4. Il résulte de tout ce qui précède, sans qu’il soit besoin de statuer sur les autres moyens de la requête, qu’il y a lieu d’annuler l’arrêté du 27 février 2025 par lequel le préfet d’Ille-et-Vilaine a rejeté la demande de titre de séjour de M. B, lui a fait obligation de quitter le territoire français dans le délai de 30 jours, a fixé le pays de destination et lui a fait interdiction de retour sur le territoire national pour une durée d’un an.
Sur les conclusions à fin d’injonction :
5. Eu égard aux motifs d’annulation du présent jugement, il y a nécessairement lieu d’enjoindre au préfet d’Ille-et-Vilaine de délivrer un titre de séjour portant la mention « vie privée et familiale » à M. B, dans un délai d’un mois à compter de la notification du présent jugement. En revanche, il n’y pas lieu d’assortir cette injonction d’une astreinte.
Sur les frais liés au litige :
6. Il y a lieu, dans les circonstances de l’espèce, de faire application des dispositions de l’article L. 761-1 du code de justice administrative et de mettre à la charge de l’État, partie perdante dans la présente instance, une somme de 1 500 euros au profit de M. B au titre des frais qu’il a exposés et non compris dans les dépens.
D E C I D E :
Article 1er : L’arrêté du préfet d’Ille-et-Vilaine du 27 février 2025 est annulé.
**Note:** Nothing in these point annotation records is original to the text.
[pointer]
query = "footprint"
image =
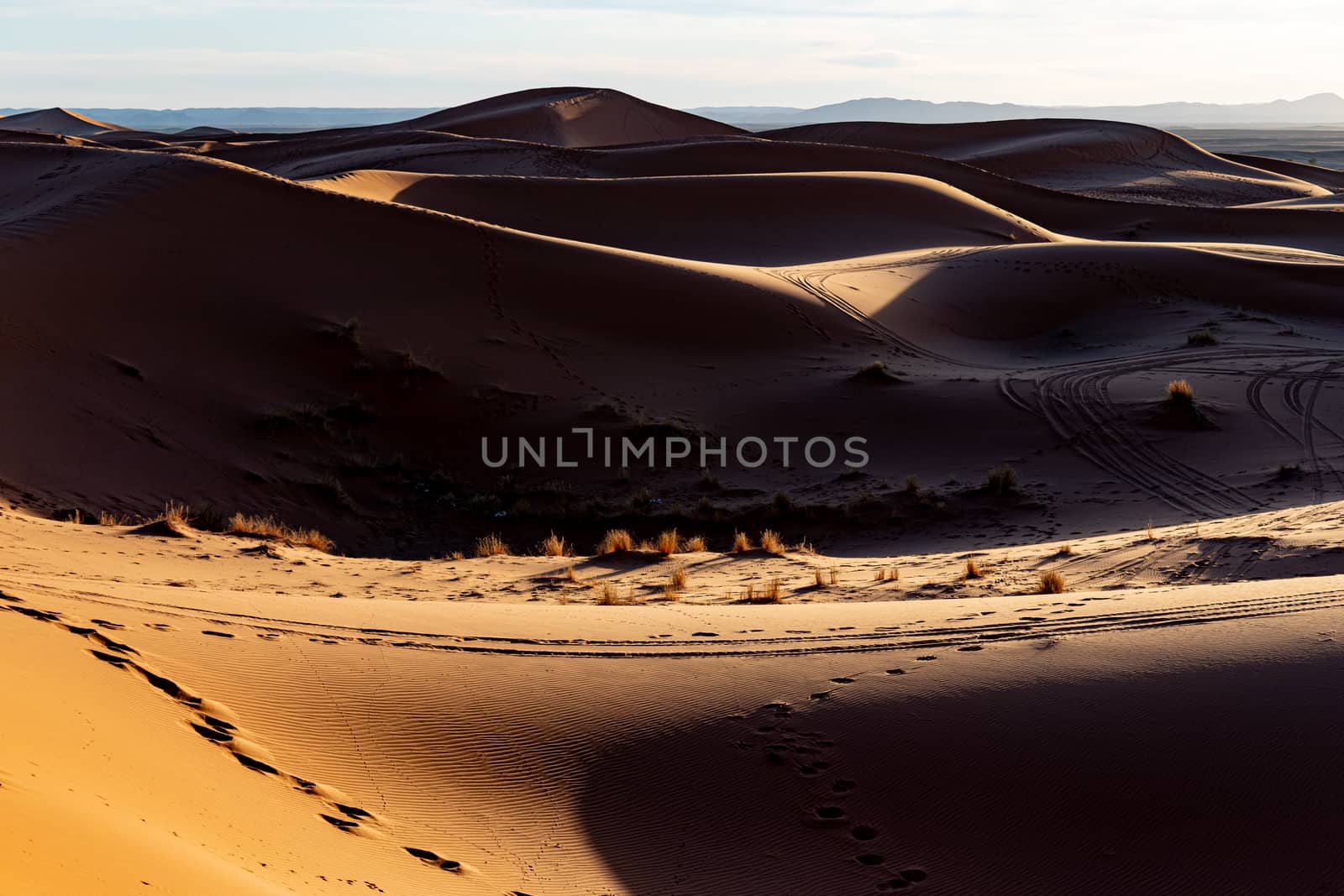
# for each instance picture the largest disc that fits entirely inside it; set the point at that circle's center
(433, 859)
(340, 824)
(210, 734)
(255, 765)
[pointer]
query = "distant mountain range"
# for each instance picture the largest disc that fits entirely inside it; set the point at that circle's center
(1319, 109)
(245, 118)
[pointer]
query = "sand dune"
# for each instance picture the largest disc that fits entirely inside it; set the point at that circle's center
(57, 121)
(1072, 627)
(1327, 177)
(242, 736)
(1092, 157)
(757, 219)
(1057, 211)
(570, 117)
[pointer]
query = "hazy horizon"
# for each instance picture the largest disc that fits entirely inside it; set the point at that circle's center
(148, 54)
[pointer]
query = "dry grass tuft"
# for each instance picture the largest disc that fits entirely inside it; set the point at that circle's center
(611, 597)
(1180, 392)
(1202, 338)
(491, 546)
(1001, 479)
(176, 513)
(616, 542)
(1053, 582)
(769, 594)
(555, 547)
(669, 543)
(268, 527)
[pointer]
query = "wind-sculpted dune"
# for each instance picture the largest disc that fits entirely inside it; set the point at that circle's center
(564, 495)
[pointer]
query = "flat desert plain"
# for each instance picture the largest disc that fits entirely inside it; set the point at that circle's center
(269, 624)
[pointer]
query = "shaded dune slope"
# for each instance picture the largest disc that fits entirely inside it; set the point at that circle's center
(1057, 211)
(57, 121)
(457, 322)
(1093, 157)
(743, 219)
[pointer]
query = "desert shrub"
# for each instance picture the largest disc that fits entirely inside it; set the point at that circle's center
(1052, 582)
(669, 543)
(1001, 479)
(491, 546)
(554, 546)
(616, 542)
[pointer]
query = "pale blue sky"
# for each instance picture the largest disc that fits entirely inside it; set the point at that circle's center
(429, 53)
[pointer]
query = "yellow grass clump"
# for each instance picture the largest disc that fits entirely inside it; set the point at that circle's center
(1180, 392)
(1053, 582)
(491, 546)
(176, 513)
(769, 594)
(266, 527)
(555, 547)
(669, 543)
(611, 597)
(615, 542)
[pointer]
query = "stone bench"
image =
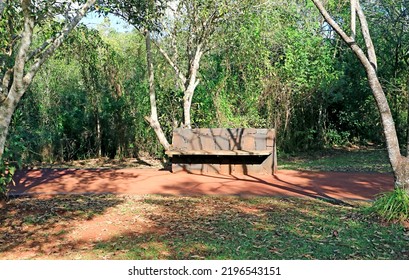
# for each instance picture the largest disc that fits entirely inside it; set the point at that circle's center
(224, 151)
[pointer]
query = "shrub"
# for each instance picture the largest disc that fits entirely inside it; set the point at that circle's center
(392, 206)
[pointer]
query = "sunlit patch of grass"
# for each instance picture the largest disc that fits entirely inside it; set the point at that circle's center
(222, 228)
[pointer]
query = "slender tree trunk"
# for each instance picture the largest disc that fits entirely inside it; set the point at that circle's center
(191, 85)
(7, 108)
(407, 118)
(153, 119)
(99, 140)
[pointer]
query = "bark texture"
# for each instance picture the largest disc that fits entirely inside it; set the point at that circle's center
(398, 162)
(153, 119)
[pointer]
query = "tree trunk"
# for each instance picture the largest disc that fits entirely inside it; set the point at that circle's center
(407, 118)
(153, 119)
(402, 174)
(99, 138)
(399, 163)
(191, 85)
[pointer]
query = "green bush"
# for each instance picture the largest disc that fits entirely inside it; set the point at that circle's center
(6, 178)
(392, 206)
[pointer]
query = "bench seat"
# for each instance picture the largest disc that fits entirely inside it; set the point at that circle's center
(223, 151)
(171, 153)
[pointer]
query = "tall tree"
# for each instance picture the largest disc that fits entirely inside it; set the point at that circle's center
(23, 60)
(399, 163)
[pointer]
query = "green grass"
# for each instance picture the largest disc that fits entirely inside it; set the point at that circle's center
(356, 160)
(200, 228)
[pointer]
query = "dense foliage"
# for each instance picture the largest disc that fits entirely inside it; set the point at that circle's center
(276, 64)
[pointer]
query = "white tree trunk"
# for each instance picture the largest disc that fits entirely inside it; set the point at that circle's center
(153, 119)
(399, 163)
(7, 108)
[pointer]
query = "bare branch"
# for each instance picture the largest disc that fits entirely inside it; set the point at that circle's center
(182, 78)
(367, 37)
(353, 19)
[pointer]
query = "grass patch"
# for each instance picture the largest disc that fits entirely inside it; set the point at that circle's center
(392, 206)
(342, 160)
(155, 227)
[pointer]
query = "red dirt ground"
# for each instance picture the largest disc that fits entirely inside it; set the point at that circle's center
(326, 185)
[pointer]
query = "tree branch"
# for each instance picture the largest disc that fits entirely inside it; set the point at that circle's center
(20, 61)
(367, 37)
(353, 19)
(182, 77)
Article 2 : Il est enjoint au préfet d’Ille-et-Vilaine de délivrer un titre de séjour portant la mention « vie privée et familiale » à M. B dans un délai d’un mois à compter de la notification du présent jugement.
Article 3 : L’Etat versera une somme de 1 500 euros à M. B au titre de l’article L. 761-1 du code de justice administrative.
Article 4 : Le surplus des conclusions de la requête est rejeté.
Article 5 : Le présent jugement sera notifié à M. A B et au préfet d’Ille-et-Vilaine.
Délibéré après l’audience du 6 juin 2025, à laquelle siégeaient :
M. Radureau, président,
M. Grondin, premier conseiller,
M. Blanchard, premier conseiller.
Rendu public par mise à disposition au greffe le 20 juin 2025.
Le rapporteur,
signé
T. Grondin
Le président,
signé
C. Radureau
La greffière d’audience,
signé
A. Bruézière
La République mande et ordonne au préfet d’Ille-et-Vilaine, en ce qui le concerne, ou à tous commissaires de justice à ce requis, en ce qui concerne les voies de droit commun contre les parties privées, de pourvoir à l’exécution de la présente décision.